The screenplay is a bit of a slow burner to begin with where it slowly introduces you to the main players. I can understand some of the criticism from people who want the drama to open right on the money. But that is not the case here. The leisurely paced screenplay does take its time to open. But the characters are so well fleshed out and at time relatable that you are instantly invested in them.
The proceedings are simple but eventful. At no point does the drama get too heavy or melodramatic. In fact some of the sequences are down right funny. I was pleasantly surprised as I found myself chuckling at various scenes. The writing is simplistic and the best part is that it does not try to be funny. The humour is situational(with a dash of slapstick) and that just reflects beautifully in the drama.
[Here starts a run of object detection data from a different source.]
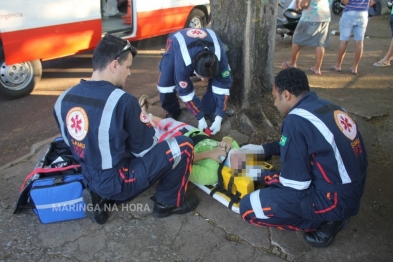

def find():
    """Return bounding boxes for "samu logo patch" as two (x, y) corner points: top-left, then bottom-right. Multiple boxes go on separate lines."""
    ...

(279, 135), (288, 146)
(221, 70), (231, 78)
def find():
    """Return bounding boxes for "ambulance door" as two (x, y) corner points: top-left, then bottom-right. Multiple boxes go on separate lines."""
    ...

(101, 0), (136, 37)
(161, 0), (210, 33)
(0, 0), (102, 98)
(130, 0), (162, 40)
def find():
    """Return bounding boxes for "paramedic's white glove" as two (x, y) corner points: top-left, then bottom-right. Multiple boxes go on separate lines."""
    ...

(210, 116), (222, 135)
(198, 117), (207, 131)
(240, 144), (265, 154)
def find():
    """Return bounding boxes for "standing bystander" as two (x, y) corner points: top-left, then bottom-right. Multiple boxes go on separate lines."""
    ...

(332, 0), (375, 75)
(281, 0), (330, 75)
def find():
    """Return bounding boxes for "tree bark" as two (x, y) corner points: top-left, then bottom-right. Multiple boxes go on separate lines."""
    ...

(210, 0), (277, 109)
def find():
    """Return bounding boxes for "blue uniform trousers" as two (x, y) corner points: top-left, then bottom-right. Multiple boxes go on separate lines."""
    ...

(110, 136), (193, 206)
(240, 184), (324, 231)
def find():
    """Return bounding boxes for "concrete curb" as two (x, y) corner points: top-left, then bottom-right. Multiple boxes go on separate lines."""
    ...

(0, 134), (60, 171)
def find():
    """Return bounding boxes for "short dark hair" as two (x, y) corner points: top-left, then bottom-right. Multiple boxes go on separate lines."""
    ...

(93, 34), (137, 71)
(274, 67), (310, 96)
(193, 50), (219, 77)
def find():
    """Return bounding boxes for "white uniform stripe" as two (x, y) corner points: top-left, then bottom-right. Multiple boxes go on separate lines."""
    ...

(250, 190), (269, 219)
(35, 197), (83, 210)
(206, 29), (221, 61)
(157, 86), (176, 94)
(165, 137), (181, 169)
(175, 33), (192, 66)
(98, 88), (125, 170)
(131, 136), (158, 157)
(289, 108), (351, 184)
(179, 91), (195, 103)
(280, 176), (311, 190)
(212, 86), (229, 96)
(55, 89), (71, 146)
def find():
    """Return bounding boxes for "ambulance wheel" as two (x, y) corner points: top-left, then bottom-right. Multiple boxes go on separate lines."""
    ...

(0, 47), (42, 99)
(185, 9), (207, 28)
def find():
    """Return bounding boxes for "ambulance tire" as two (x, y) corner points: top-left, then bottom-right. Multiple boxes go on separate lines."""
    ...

(185, 9), (207, 28)
(0, 46), (42, 99)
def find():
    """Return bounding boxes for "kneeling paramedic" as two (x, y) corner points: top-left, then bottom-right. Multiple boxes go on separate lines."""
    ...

(157, 28), (232, 135)
(240, 68), (368, 247)
(54, 35), (198, 224)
The drama also meticulously touches upon issues of patriarchy and how the son is the ‘apple of the eye’ as compared to the daughter. But again these events are merely integrated in the screenplay and the writers don’t hover upon those points to drive home their point. It is subtle and conveyed in an entertaining manner.
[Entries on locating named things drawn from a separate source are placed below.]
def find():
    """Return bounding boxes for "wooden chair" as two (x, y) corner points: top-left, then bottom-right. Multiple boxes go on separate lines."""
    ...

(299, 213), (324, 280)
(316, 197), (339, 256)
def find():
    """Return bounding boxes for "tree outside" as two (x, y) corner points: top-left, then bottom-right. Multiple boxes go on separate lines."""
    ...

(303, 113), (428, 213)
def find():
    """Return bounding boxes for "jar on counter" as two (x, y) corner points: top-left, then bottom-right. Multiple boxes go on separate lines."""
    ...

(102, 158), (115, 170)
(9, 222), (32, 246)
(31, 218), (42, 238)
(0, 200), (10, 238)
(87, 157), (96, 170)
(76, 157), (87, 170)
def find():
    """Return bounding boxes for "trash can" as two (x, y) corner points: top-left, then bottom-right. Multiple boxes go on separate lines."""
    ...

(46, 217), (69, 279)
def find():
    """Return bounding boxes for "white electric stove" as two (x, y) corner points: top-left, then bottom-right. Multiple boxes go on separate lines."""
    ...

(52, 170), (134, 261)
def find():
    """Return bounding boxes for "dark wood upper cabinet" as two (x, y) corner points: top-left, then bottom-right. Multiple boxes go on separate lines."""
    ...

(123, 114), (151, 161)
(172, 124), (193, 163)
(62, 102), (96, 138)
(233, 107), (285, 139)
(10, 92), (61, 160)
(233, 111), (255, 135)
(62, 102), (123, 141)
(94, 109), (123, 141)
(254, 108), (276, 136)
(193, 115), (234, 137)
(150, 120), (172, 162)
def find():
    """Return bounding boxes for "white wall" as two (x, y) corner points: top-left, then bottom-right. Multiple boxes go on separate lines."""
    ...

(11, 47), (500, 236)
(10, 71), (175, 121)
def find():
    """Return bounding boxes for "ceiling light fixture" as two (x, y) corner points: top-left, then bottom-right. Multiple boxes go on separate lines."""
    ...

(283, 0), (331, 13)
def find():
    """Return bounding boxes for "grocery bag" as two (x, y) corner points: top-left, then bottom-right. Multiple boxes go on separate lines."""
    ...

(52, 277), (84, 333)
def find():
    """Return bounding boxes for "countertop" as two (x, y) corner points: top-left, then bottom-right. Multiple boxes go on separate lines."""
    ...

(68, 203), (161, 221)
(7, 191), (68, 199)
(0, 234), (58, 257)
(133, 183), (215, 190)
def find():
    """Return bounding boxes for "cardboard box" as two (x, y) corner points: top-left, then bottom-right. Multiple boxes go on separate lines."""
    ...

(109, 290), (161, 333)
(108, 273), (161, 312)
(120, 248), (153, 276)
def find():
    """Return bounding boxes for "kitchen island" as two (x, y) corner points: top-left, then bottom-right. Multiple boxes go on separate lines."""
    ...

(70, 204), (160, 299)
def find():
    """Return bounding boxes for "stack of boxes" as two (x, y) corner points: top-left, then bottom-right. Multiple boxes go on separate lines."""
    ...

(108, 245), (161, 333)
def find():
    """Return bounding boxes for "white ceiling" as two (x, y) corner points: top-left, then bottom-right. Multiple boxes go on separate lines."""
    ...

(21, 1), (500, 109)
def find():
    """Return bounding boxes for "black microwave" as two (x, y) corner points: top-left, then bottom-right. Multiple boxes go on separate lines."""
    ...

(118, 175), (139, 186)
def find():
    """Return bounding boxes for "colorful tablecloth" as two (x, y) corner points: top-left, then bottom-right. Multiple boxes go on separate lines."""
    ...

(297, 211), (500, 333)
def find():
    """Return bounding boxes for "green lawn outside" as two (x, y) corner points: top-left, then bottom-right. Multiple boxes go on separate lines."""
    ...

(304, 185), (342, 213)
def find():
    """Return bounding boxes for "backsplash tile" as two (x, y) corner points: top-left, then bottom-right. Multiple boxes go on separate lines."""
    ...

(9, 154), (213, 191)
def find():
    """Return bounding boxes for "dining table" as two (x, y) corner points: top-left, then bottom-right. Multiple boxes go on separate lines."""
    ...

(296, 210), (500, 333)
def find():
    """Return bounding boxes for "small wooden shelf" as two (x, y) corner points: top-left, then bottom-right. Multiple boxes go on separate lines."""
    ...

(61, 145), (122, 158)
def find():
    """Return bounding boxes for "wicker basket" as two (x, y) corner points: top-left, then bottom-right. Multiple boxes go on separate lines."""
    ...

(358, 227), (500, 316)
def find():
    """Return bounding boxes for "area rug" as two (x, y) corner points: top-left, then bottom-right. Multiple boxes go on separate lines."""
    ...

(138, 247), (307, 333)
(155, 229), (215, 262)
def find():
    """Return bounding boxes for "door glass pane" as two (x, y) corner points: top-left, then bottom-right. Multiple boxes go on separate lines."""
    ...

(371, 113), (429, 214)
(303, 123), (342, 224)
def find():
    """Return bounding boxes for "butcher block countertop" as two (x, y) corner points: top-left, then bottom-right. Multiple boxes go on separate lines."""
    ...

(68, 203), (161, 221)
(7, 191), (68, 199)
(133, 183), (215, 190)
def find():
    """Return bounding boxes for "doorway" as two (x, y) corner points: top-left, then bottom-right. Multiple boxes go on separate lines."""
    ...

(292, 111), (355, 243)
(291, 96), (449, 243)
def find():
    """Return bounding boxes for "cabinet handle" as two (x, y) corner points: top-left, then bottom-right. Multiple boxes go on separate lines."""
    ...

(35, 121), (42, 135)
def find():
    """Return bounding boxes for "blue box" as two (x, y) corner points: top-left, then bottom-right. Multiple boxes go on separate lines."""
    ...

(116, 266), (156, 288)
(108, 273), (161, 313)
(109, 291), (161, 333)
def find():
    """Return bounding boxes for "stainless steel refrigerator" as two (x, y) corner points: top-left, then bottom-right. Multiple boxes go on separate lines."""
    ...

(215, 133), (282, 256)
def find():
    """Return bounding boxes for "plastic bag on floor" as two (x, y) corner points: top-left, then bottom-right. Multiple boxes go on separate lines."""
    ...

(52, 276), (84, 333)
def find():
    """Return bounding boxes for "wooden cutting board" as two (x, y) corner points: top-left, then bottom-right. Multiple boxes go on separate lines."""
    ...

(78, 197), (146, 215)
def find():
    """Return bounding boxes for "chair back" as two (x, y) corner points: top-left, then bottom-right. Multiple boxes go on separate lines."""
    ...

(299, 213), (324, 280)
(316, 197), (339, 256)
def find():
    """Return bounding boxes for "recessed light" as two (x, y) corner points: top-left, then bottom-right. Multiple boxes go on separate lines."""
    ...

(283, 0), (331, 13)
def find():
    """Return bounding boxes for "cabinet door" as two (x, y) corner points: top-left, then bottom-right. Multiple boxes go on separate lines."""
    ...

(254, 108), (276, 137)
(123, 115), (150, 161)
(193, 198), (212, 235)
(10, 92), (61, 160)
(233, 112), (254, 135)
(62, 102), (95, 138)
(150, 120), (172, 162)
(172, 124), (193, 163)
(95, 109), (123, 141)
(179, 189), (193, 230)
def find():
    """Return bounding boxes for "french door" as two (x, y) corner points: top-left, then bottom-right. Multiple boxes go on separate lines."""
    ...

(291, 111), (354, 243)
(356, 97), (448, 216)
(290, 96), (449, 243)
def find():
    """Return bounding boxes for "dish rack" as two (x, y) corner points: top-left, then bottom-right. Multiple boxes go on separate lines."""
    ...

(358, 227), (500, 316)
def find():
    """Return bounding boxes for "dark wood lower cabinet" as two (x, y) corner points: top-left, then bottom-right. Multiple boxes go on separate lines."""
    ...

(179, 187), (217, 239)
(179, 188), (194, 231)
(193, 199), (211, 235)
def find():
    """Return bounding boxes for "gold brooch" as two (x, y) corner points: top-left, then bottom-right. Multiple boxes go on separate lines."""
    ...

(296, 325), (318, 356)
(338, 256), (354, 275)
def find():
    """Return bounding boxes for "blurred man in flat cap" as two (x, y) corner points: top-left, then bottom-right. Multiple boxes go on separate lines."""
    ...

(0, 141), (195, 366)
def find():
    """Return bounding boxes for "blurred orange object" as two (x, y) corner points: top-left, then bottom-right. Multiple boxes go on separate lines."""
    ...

The final act is absolutely hilarious and it was thoroughly enjoying to witness how the dots were connected at the end. The screenplay is subtle, nuanced and refreshing and quite brilliantly penned(where I also enjoyed how the pandemic formed the part of the narrative).
Dialogues, Music & Direction
The dialogues are conversational but hilarious and filled with so many gems which will put a smile on your face. The BGM nicely blends itself with the drama. The cinematography is terrific and captures some of the locales in a breathtaking manner. The production value gives thing film a young and fresh vibe with the use of bright colours. Director Arun D Jose has done an outstanding job in weaving a tale which is heartwarming and refreshing. His treatment here is what sets the film apart with the subtle use of comedy sprinkled throughout the film. And what an eventful ride this is for which the director deserves distinction marks!
The performances are quite brilliant here. Johny Antony as Baby was one of my favourite character who was quietly caring and Not Patriarchal. When given a choice, he always stood up for his children and that was beautifully shown in a commendable performance. Sminu Sijo as Lilly is first rate and I enjoyed her banter with her two onscreen children. Melvin as Eby is terrific with a brilliant sense of comic timing. Naslen as Manoj has an incredible screen presence and does an excellent job. Mathew Thomas as Jomon is such a natural onscreen and he oozed of innocence which was well integrated in his character. Nikhila Vimal.as Jomol is absolutely brilliant. She caught on the character so well that it really had me invested in her journey. The subtle nuances followed by some fiery comebacks was a sign of a great actor with a terrific range! And I loved the banter between the two siblings!
Jo And Jo is refreshingly hilarious and heartwarming. Another winner coming from the Malayalam Film Industry. Available on Amazon Prime and Highly Recommended!